Горевал и пьянствовал.
К середине месяца мухоморы все вышли. И резать себя не было никакого желания, совсем. Скальпель и йод спрятал подальше. Вспоминал кровавое лето, рассматривал бледные отметины на плечах, на груди и удивлялся – как же надо было себя презирать, чтобы дойти до такого? Нет, я продолжал себя презирать, но иначе, на другом, более высоком уровне; теперь я презирал и себя недавнего, летнего. Голого, обкуренного, с рассеченной грудью, дрожащего в пароксизме самоуничижения. Все было чрезмерно кинематографично, сплошные понты. Рисовка перед самим собой. Нюхал йод, бодрствовал до рассвета – охуенно красиво. Ах, как ты, братец, себя любишь! Ты пореже к зеркалу бегай – авось, пройдет.
Подумаешь, лишился денег. Подумаешь, не смог пойти на убийство. Подумаешь, не пригодился на войне.
Пей, и полегчает.
Банкуй обезьянками.
Вон, с Миронова бери пример.
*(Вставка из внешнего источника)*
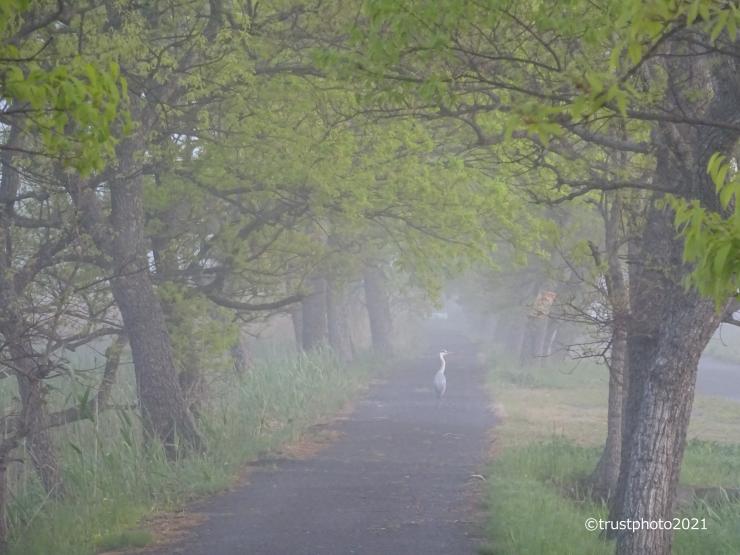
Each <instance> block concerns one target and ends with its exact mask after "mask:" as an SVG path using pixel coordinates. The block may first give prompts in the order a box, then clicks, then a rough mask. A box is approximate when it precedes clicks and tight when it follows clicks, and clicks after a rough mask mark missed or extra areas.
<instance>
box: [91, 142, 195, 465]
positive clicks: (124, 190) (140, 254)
mask: <svg viewBox="0 0 740 555" xmlns="http://www.w3.org/2000/svg"><path fill="white" fill-rule="evenodd" d="M127 146H128V148H123V149H121V152H120V153H119V160H120V167H121V168H123V169H127V170H129V171H130V170H131V169H132V168H135V165H134V149H133V145H132V144H129V145H127ZM110 190H111V217H110V223H111V227H112V231H113V233H112V236H111V238H110V241H109V242H108V241H107V240H105V239H103V240H102V241H101V238H100V237H99V236H98V237H96V239H97V240H98V241H97V242H101V243H102V246H103V247H107V249H108V252H109V254H110V255H111V257H112V258H113V264H114V277H113V278H112V279H111V290H112V292H113V297H114V299H115V301H116V304H117V305H118V308H119V310H120V312H121V317H122V318H123V323H124V326H125V329H126V335H127V336H128V338H129V345H130V346H131V354H132V356H133V361H134V371H135V374H136V383H137V388H138V393H139V401H140V404H141V410H142V414H143V417H144V428H145V432H146V435H147V436H148V437H150V438H158V439H159V440H160V441H162V443H163V444H164V445H165V448H166V449H167V453H168V455H170V456H172V455H174V454H175V446H176V445H177V444H178V440H181V441H182V442H183V444H184V445H185V446H187V447H191V448H197V449H199V448H200V447H201V439H200V436H199V434H198V432H197V430H196V428H195V425H194V423H193V420H192V418H191V415H190V413H189V412H188V409H187V405H186V402H185V398H184V396H183V393H182V389H181V388H180V384H179V382H178V379H177V369H176V367H175V362H174V357H173V353H172V344H171V341H170V336H169V333H168V331H167V327H166V323H165V316H164V311H163V309H162V305H161V303H160V301H159V296H158V295H157V294H156V292H155V290H154V286H153V284H152V281H151V277H150V275H149V271H148V257H147V247H146V241H145V238H144V206H143V191H142V180H141V176H140V175H138V174H137V175H135V176H133V177H122V178H118V179H115V180H113V183H112V184H111V187H110Z"/></svg>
Вчера звонил ему в Таганрог, приглашал приехать. Не могу, сказал друг, бухаю страшно. По три литра в день. А в выходные – по четыре.
В ноябре опять были обезьянки, и частые поездки в семью, и сухие разговоры с серьезной женой, и подаренный сыну футбольный мячик, и подыхающий автомобиль, и звонки старых знакомых – есть классный таджикский пластилин, с двух затяжек обездвиживает, сорт называется «смерть чабана», будешь брать?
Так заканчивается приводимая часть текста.